Project Description

The project was created in Chelsea, just north of Boston an was a participant of the Institute on the Arts and Civic at Harvard University. Founded by Anna Deavere Smith as a three-year experiment with funds from the Ford Foundation and supported by ART and the DuBois Institute, the Institute on the Arts and Civic Dialogue was dedicated to exploring the role of artists to the social and political issues of their day. Women, traditionally, are responsible for passing on cultural traces through daily tasks of caregiving and caretaking. We had conversations with Boston-area women who had suffered ruptures that interrupted the normal course of their daily lives -- formerly incarcerated, homeless, and refugee women, and survivors of domestic violence. We wanted to find out what had to be adapted, insisted upon or forgotten in these more extreme situations. The museum displayed powerful excerpts from these conversations written directly on the walls, along with objects women loaned us from the “private museums” of their lives.
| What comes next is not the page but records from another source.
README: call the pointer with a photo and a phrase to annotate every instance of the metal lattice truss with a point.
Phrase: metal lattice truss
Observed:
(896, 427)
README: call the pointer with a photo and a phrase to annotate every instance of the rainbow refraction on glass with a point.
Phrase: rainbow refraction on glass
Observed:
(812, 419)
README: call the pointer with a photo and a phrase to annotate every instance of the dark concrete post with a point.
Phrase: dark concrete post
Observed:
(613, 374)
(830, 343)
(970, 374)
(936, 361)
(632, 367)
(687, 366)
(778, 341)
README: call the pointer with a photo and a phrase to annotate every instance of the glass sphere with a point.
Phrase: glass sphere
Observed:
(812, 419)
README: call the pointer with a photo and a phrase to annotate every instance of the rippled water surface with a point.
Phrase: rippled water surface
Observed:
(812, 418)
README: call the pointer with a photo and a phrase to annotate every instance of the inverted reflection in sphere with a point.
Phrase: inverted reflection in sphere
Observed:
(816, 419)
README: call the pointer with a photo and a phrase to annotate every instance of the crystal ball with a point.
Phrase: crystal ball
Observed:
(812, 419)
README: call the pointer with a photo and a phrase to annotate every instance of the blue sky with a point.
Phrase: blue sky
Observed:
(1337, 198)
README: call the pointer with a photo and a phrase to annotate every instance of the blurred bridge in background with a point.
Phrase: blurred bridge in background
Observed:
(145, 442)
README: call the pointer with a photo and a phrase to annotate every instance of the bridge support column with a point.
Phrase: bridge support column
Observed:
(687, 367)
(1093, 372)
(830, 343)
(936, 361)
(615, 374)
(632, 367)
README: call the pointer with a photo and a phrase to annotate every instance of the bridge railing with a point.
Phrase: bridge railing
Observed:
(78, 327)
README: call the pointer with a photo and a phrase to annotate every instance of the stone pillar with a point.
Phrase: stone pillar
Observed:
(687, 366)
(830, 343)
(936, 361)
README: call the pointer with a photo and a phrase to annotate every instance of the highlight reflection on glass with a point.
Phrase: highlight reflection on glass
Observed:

Additionally, we created baskets for display that we called “containers of experience”. The baskets were made with color-Xeroxed photos of women involved in the project, cut and stitched together by groups of us gathered at sewing bees. These baskets addressed how we all “stitch” together the fragments of our experience to make a shape that contains our life. In the back room, there was a videotape playing in an old family console, showing excerpts we made of local people enacting gestures that lived in their physical memory -- gestures they had taken on from women in their family.